Stereo vision refers to obtain depth image of certain scene based on images captured with two cameras positioned parallely. Depth image helps in extracting 3D information which can be further used for 3D visualization or 3D object detection etc. The 3D information sensing provides an extra ease of visualization and helps to get rid of occlusion and overlap problems among different objects which might be encountered in 2D images. Vehant’s NuvoScan is an automated under vehicle scanning system (UVSS) which is based on stereo vision. It simultaneously captures the left and right view of underside of a vehicle in order to identify any possible threats hidden underneath. Furthermore, point cloud based 3D visualization enables hard-to-view/occluded areas in vehicle image to scan easily. Another important feature available in the system is the ability to scan vehicle of all sizes and shapes with different travelling speed.
3D data provides an opportunity for a better understanding of the scenes compared to 2d images because two objects might overlap and occlude each other in 2D, but their spatial locations are typically separable in 3D. These properties enable numerous research problems based on 3D data namely 3D shape classification, 3D object detection, 3D point cloud segmentation, and 3D point cloud registration etc. 3D data can usually be represented with different formats, including depth images, point clouds, meshes, and volumetric grids. Point cloud is the most commonly used format and is nothing but collections of points in three dimensions which are processed to form any object in 3D. It preserves the original geometric information in 3D space without any discretization. Therefore, it is a preferred representation for our under vehicle scanning system as well. Objective of acquiring such high representation data is to do vehicle inspections that help in threat object detection underneath vehicles and different images registration of the same car.
Novel view generation, or image-based rendering, is a classic problem wherein goal is to render a novel view of a scene given a sparse set of sampled points captured at point clouds. 3D warping utilizes point clouds to capture the geometry of the object, which can be freely rotated into the desired view and then projected into a new image generation.
Along with 2D mages, 3D point clouds are also available due to the recent surge in outdoor LiDAR scanning technologies. The 3D point cloud is an important geometric data structure with an irregular format. Unlike 2D images, which are stored in a structured manner that provide explicit neighborhood relations point clouds in the general case have only implicit neighborhood relations and are therefore considered as unstructured data. Due to the lack of explicit neighborhood relations point cloud processing requires extensive effort and research. The recent proliferation of multimodal data (2D and 3D) fusion techniques has led to producing high end results in various applications such as object detection, tracking and segmentation.

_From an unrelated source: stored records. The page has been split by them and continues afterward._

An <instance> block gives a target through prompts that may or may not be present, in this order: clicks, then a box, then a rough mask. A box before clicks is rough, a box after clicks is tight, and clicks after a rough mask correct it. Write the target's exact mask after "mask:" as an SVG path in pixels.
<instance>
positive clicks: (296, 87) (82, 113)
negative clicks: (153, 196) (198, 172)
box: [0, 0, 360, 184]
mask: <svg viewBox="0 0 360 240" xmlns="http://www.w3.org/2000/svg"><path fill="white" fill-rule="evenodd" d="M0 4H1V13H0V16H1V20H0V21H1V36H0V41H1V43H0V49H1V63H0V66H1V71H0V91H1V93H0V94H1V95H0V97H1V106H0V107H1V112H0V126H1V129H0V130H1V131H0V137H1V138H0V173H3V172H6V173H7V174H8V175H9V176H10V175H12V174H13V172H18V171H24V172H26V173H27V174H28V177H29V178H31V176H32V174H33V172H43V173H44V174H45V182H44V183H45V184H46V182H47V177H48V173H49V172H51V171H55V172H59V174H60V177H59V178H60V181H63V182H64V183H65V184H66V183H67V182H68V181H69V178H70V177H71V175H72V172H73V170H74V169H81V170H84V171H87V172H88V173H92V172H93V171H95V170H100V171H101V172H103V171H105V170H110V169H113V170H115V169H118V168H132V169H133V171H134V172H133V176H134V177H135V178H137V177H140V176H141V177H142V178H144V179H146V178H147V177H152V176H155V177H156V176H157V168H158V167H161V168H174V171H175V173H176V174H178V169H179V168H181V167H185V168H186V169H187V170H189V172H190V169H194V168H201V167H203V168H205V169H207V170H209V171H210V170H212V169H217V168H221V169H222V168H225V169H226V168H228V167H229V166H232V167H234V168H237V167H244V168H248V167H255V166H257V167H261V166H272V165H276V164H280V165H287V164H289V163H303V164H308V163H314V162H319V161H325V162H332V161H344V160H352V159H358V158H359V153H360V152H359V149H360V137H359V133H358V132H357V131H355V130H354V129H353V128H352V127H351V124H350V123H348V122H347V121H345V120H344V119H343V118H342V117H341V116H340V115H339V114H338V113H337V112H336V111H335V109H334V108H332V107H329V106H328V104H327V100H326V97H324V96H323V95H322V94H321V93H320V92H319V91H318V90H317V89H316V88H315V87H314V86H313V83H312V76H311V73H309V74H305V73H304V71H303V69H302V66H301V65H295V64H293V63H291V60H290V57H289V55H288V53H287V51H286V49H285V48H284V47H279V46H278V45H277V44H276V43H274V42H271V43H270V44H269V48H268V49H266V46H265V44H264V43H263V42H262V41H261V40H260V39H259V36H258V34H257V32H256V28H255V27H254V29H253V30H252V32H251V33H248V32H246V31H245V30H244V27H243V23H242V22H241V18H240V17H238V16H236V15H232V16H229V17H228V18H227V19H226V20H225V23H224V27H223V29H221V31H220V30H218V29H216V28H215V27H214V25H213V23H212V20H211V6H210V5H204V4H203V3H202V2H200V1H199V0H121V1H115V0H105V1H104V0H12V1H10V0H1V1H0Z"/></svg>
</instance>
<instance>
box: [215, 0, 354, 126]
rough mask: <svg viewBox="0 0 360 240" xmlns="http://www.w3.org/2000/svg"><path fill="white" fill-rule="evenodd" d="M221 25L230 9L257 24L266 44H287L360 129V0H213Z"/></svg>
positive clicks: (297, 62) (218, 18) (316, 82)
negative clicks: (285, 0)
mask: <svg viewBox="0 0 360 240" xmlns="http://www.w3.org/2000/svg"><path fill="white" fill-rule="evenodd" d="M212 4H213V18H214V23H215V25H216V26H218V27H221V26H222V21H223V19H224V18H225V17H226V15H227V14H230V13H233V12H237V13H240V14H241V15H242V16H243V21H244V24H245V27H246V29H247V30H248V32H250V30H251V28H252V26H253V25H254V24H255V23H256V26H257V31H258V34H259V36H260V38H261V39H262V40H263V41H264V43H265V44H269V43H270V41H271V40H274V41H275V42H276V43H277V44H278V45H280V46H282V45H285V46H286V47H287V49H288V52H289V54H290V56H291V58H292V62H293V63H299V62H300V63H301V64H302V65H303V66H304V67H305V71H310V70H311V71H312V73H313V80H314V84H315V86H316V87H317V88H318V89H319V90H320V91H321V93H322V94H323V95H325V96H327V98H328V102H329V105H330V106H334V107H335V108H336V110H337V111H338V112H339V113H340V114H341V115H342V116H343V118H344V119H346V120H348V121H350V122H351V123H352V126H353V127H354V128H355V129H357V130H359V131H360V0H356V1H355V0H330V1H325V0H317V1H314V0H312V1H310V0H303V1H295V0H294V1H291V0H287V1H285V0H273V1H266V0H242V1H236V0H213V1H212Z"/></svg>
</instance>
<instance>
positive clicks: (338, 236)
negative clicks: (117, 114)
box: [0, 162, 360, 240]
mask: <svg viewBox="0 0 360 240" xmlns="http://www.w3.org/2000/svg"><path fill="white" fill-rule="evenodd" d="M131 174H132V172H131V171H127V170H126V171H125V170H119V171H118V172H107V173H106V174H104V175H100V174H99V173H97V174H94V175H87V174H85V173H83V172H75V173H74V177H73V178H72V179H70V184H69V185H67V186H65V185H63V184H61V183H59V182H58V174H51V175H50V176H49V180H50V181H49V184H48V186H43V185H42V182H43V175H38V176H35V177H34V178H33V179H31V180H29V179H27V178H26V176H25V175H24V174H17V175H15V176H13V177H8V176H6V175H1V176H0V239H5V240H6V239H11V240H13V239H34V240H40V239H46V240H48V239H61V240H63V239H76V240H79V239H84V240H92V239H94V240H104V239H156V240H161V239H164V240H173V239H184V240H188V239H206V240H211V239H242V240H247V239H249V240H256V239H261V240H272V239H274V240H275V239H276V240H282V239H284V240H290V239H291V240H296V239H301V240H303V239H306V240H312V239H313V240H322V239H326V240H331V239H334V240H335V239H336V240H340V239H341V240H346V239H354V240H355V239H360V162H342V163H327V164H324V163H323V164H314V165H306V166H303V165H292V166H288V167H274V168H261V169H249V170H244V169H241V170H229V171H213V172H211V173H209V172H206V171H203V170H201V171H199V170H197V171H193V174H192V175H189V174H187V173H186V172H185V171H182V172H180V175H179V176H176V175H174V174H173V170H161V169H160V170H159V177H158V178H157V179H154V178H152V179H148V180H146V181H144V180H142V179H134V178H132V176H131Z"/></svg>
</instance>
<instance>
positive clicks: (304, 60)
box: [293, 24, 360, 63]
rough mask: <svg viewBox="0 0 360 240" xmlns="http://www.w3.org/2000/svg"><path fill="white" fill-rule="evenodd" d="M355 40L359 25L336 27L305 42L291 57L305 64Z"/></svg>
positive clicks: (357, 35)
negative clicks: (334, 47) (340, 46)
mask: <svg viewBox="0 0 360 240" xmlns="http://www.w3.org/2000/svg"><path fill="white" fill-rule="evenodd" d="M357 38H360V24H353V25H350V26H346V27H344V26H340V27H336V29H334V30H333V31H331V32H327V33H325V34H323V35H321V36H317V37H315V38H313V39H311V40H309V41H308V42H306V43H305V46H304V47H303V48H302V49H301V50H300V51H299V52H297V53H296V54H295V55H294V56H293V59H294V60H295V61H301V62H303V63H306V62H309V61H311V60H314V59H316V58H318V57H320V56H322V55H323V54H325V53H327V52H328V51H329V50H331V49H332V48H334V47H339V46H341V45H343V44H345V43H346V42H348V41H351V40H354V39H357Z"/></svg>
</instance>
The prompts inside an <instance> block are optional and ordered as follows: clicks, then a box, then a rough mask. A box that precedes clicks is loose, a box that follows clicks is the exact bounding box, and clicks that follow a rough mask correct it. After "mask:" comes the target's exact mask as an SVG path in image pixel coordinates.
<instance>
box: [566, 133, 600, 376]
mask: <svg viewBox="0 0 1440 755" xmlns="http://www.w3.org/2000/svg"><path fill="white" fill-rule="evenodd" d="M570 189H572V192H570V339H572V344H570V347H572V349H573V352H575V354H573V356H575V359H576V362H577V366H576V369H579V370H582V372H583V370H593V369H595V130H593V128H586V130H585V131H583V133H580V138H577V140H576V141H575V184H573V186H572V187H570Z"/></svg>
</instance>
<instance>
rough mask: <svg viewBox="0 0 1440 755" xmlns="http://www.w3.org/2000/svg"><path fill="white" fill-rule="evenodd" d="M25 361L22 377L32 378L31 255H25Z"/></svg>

The stereo camera system is one of the effective instruments for the depth estimation by capturing the two images of a scene. The true 3D coordinates of a point that is visible in both the images can be obtained using triangulation when both the cameras are calibrated. Camera calibration is the process of estimating the intrinsic and extrinsic parameters of a camera. Though the calibration problem is majorly solved for simple camera models like pinhole, the solution is non-trivial when distortions are present. Our research focuses on solving the stereo calibration problem for a camera model that accounts for various distortions like fisheye, de-centering, and thin prism distortion etc.